Just before their “first” meeting, Clockwork will be banned from interacting with Danny. His “accident” would shake the Infinite Realms and the Material Plane alike. It would be a momentous occasion, one that the Observants would not let him meddle in, barely let him watch. That was ok. Clockwork knew what would happen, and had spent many subjective years figuring out the best course to keep Daniel safe, and would make the timeline as it should be. Clockwork would not forget what he had to do. It would hurt, but it would be worth it in the end.
Before Daniel’s accident, Clockwork would not intervene. He could have. Part of him feels that he should have. He had been hearing the poor boy's death screams since the first instance this timeline caught his attention. It was a horrible way to die, a horrible, agonizing death. It would be a lie to say Clockwork would stop it if he could. Just because it was for the greater good, just because Daniel would be happy at the end, and the world would be better for it, did not mean that Clockwork was happy to sit aside and watch Daniel half-die,
All of that was a decade in the future. Now, Daniel was having a premonition, though he would call it a nightmare, of electricity and green and pain and ghosts. Daniel had gone to his parents before. It had not ended well. Even at the age of 5, Daniel did not need to use his precognitive abilities to know that it would not end well again. If Clockwork did not intervene, Daniel would cry quietly into a stuffed animal Jazz had given him, an old one of hers with a homemade astronaut helmet, nothing more than a wad of paper towels and safety pins. He would fall back asleep, eventually. Nothing catastrophic would happen.
But Clockwork did not have to sit on the sidelines for the good of the timeline. He was not banned from interacting with the poor child. Daniel would not remember this night as anything more than an odd dream.
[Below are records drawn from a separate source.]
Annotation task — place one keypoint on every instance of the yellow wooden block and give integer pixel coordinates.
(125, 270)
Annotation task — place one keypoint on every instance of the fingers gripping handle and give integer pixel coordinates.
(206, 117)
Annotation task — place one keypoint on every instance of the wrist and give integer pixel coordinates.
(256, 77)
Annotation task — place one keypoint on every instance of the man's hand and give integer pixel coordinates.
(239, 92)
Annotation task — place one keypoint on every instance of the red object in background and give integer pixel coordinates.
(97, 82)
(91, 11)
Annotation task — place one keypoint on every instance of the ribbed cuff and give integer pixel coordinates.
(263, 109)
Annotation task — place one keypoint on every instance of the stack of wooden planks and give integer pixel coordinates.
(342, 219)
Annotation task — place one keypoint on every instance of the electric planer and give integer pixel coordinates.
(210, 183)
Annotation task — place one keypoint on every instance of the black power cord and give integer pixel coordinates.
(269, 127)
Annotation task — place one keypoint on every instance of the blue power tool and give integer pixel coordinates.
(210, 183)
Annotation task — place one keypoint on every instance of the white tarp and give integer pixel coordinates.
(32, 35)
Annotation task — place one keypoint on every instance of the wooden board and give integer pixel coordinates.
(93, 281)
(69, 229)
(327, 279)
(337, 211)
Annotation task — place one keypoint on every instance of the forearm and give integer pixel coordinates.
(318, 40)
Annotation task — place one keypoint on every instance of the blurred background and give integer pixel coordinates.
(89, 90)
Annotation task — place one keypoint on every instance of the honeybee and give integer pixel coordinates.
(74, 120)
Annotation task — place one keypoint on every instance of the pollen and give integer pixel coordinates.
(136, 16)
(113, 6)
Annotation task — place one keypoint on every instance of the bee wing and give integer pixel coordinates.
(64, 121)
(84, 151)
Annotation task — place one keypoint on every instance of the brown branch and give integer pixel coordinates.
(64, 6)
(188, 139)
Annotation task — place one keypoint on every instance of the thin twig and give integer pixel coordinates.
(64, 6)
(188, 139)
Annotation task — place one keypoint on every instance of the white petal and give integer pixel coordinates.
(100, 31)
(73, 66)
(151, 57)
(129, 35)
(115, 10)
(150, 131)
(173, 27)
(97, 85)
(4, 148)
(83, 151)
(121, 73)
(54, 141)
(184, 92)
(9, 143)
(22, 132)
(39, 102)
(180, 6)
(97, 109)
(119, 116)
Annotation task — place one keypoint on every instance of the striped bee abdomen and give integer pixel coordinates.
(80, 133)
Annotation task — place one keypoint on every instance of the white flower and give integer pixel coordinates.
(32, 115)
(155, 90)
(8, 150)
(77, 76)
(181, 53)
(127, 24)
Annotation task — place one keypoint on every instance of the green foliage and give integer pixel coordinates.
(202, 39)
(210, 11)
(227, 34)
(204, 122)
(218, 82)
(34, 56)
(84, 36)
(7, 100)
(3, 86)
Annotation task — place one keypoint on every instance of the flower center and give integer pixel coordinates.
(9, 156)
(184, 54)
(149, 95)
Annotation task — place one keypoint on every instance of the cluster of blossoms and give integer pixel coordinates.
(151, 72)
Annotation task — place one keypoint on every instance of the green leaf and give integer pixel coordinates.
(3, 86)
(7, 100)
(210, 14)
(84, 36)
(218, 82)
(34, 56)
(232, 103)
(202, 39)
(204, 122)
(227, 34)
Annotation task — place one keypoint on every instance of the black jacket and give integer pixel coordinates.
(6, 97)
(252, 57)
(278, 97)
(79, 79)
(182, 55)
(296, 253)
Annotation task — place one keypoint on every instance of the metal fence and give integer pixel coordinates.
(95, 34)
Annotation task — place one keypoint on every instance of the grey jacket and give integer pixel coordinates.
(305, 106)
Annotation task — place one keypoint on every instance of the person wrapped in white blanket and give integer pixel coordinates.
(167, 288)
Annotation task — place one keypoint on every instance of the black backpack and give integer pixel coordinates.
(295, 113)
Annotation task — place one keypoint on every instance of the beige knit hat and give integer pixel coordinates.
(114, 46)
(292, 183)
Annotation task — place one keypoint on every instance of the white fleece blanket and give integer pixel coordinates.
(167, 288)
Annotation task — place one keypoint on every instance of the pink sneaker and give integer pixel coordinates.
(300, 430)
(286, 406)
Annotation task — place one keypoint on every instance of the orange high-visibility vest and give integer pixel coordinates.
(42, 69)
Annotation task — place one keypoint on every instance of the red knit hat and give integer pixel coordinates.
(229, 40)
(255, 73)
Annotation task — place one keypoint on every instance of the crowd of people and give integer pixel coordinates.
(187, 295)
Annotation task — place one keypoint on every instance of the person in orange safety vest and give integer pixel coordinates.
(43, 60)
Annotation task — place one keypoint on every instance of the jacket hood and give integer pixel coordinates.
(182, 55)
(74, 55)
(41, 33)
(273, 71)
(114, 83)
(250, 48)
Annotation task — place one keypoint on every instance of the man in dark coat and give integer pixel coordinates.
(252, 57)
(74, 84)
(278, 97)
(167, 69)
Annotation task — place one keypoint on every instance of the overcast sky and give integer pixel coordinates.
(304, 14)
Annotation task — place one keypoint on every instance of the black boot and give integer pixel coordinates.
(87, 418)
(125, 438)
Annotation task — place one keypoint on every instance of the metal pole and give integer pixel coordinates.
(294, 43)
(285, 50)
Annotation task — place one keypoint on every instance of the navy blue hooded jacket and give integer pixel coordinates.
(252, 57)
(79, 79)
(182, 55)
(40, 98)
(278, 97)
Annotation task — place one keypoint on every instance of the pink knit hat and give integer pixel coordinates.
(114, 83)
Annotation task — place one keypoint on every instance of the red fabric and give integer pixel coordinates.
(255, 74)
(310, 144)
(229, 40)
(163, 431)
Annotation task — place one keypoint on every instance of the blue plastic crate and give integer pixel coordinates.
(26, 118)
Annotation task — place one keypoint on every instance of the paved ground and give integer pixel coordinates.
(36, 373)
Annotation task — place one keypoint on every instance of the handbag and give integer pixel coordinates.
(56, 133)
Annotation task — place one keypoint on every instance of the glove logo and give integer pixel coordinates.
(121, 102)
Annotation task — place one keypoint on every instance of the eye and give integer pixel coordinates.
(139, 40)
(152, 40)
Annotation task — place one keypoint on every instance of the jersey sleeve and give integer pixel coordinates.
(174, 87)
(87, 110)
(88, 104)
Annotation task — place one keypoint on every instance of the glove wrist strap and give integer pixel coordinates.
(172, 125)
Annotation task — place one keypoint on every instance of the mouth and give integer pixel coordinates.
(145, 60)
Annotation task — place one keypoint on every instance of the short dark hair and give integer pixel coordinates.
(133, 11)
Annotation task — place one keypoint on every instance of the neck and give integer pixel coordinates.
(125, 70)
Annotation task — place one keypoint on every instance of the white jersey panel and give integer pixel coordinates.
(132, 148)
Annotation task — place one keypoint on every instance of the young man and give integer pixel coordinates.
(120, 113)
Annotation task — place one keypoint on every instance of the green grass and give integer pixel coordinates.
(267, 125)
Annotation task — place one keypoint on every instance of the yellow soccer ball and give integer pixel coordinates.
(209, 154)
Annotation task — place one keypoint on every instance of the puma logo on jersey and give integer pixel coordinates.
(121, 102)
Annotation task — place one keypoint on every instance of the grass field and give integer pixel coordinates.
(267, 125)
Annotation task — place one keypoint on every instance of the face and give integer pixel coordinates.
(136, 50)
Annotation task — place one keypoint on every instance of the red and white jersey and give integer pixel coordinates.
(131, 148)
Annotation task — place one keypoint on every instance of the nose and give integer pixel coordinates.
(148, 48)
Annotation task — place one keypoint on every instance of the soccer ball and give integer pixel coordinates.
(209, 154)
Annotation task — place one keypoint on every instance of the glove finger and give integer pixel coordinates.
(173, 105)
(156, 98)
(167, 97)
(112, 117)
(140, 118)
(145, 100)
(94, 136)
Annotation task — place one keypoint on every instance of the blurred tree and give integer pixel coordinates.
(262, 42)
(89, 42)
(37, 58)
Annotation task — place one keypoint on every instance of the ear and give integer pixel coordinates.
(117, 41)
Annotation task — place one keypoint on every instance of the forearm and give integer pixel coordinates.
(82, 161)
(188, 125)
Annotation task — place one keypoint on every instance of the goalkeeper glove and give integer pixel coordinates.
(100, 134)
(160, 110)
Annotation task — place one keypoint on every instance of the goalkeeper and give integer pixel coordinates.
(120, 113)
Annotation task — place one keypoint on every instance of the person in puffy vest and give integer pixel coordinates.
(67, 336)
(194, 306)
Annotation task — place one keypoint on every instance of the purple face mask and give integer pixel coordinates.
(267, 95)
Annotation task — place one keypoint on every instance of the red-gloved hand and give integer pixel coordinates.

10 years in the future, Clockwork would not be able to hold Daniel against his chest as the poor boy sobbed. It was not the future. It was the present. And right now, his child was scared and alone, and Clockwork would be there to wipe away the tears and sing him back to sleep.
----
Danny could not remember when he saw the future for the first time. He suspected it was before he could remember it. His parents would sometimes tell of a story of Danny as barely more than a toddler, throwing his favorite baby food on the floor in a fit of disgust, something that rarely happened with him. They had given him one of the jarred foods instead of the homemade one. He had narrowly avoided a bad case of food poisoning that the rest of his family suffered from that week. He thought that that was probably the first time that it did anything, but he couldn’t say for sure.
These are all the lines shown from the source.